The invention relates to voice message equipments for automatic exchanges, in particular those capable of offering a so-called "letterbox" service to the users of telephone sets connected to a digital time division exchange.
Voice message services are designed to allow the users of telephone sets to receive sound type messages over the telephone and to record them for subsequent consultation without having to answer calls when they are actually happening.
These services sometimes also enable the same users to transmit recorded telephone messages, which may may be personalized or otherwise, e.g. by broadcasts at selected times to specified called parties or to parties calling over the telephone system.
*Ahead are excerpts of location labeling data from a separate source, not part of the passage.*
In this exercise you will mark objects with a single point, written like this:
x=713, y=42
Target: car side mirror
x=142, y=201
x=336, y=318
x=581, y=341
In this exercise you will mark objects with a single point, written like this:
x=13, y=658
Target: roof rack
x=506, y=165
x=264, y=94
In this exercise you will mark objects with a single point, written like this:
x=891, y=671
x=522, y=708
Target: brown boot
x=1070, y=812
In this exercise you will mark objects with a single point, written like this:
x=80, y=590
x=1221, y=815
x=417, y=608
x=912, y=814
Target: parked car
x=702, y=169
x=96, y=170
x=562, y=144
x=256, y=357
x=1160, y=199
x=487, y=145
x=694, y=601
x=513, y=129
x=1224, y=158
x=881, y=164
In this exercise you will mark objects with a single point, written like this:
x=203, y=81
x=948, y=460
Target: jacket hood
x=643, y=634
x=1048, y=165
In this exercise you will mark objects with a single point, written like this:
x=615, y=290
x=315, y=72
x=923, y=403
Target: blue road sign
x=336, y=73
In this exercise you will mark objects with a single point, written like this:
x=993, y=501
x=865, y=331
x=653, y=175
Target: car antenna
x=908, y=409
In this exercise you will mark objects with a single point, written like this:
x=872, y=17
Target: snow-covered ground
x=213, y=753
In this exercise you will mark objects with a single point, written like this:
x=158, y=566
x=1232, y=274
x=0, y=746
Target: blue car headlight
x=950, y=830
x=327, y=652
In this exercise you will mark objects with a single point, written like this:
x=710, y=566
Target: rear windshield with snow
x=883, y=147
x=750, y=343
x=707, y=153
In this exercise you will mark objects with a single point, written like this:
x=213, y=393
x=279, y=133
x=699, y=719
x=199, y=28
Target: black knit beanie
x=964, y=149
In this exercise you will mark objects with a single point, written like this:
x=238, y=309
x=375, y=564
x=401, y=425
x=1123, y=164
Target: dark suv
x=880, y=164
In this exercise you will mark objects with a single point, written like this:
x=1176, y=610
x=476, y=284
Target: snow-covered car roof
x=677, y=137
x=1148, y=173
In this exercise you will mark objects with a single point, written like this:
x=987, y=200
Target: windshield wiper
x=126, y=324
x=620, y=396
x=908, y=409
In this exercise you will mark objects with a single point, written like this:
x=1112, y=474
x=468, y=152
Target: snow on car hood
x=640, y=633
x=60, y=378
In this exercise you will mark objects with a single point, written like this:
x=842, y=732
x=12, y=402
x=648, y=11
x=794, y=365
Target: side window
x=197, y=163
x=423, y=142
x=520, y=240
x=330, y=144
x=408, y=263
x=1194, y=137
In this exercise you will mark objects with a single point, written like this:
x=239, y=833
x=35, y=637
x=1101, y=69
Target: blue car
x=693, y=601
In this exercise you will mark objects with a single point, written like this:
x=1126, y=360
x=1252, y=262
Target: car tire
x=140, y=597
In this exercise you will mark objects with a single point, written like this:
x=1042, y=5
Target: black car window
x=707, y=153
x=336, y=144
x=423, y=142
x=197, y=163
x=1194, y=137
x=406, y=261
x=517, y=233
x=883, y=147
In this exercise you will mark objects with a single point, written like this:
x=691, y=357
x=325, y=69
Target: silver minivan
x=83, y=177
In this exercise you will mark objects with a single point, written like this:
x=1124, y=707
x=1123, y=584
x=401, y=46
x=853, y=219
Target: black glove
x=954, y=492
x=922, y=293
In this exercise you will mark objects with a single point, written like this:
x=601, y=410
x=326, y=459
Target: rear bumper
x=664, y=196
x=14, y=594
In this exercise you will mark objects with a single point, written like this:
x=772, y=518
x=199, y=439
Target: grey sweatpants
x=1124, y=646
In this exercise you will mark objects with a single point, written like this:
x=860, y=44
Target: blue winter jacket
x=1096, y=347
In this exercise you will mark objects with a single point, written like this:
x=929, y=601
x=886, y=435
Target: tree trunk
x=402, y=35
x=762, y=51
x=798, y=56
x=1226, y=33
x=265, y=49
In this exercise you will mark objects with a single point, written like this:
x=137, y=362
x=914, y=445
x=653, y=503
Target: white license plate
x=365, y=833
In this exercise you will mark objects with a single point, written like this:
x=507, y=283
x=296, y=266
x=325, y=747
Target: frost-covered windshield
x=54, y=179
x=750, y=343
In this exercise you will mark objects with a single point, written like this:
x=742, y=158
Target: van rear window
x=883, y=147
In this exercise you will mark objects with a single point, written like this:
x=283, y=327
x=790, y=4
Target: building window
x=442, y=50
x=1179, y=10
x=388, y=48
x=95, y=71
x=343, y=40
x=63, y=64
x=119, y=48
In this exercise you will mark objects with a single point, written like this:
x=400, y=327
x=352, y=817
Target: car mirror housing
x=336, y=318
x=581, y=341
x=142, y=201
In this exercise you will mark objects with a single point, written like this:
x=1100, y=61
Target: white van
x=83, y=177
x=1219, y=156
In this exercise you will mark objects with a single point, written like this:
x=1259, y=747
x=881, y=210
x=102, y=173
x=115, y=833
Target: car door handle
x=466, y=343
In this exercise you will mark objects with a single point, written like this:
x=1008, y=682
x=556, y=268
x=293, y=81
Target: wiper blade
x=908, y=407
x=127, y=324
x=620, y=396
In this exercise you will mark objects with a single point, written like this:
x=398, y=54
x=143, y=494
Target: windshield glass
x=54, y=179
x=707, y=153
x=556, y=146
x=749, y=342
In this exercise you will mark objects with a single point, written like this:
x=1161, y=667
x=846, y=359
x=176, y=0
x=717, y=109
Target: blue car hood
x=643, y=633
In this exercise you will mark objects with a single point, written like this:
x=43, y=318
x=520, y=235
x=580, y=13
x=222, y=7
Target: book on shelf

It is possible to provide such such services by individual telephone answering machine type equipments integrated in telephone terminals or sets, or located close by and connected thereto, but it is advantageous for such services to be provided by the exchanges to which the telephone terminals or sets are connected, with a set then having the option of being associated with an individual or shared "letterbox" both for receiving and for sending user messages.
This second technique enables nearly all of the hardware and software required to operate the system to be centralized in an exchange, while the telephone sets require few or no additions to be capable of operating the message service.
The voice message equipment of an exchange must therefore be capable of receiving and recording a plurality of messages simultaneously for the telephones which are connected thereto. This can be achieved, for example, by connecting the voice message equipment to the switching network of the exchange via at least one time division multiplex link over which messages received simultaneously are time multiplexed. All that is then required is a memory arrangement whose recording speed and capacity are compatible respectively with the bit rate and the volume of sampled speech signals transmitted over the multiplex link(s).
The voice message equipment of an exchange must also be capable of reconstituting any message intended for a telephone in real time and at a user's request, regardless of the total number of messages recorded and regardless of how old the message may be relative to the collection of messages simultaneously still in store.
This implies using very large capacity memories having short access times. For reasons of economy, it is known that hard disks may be used since they have large capacity and relatively short access time.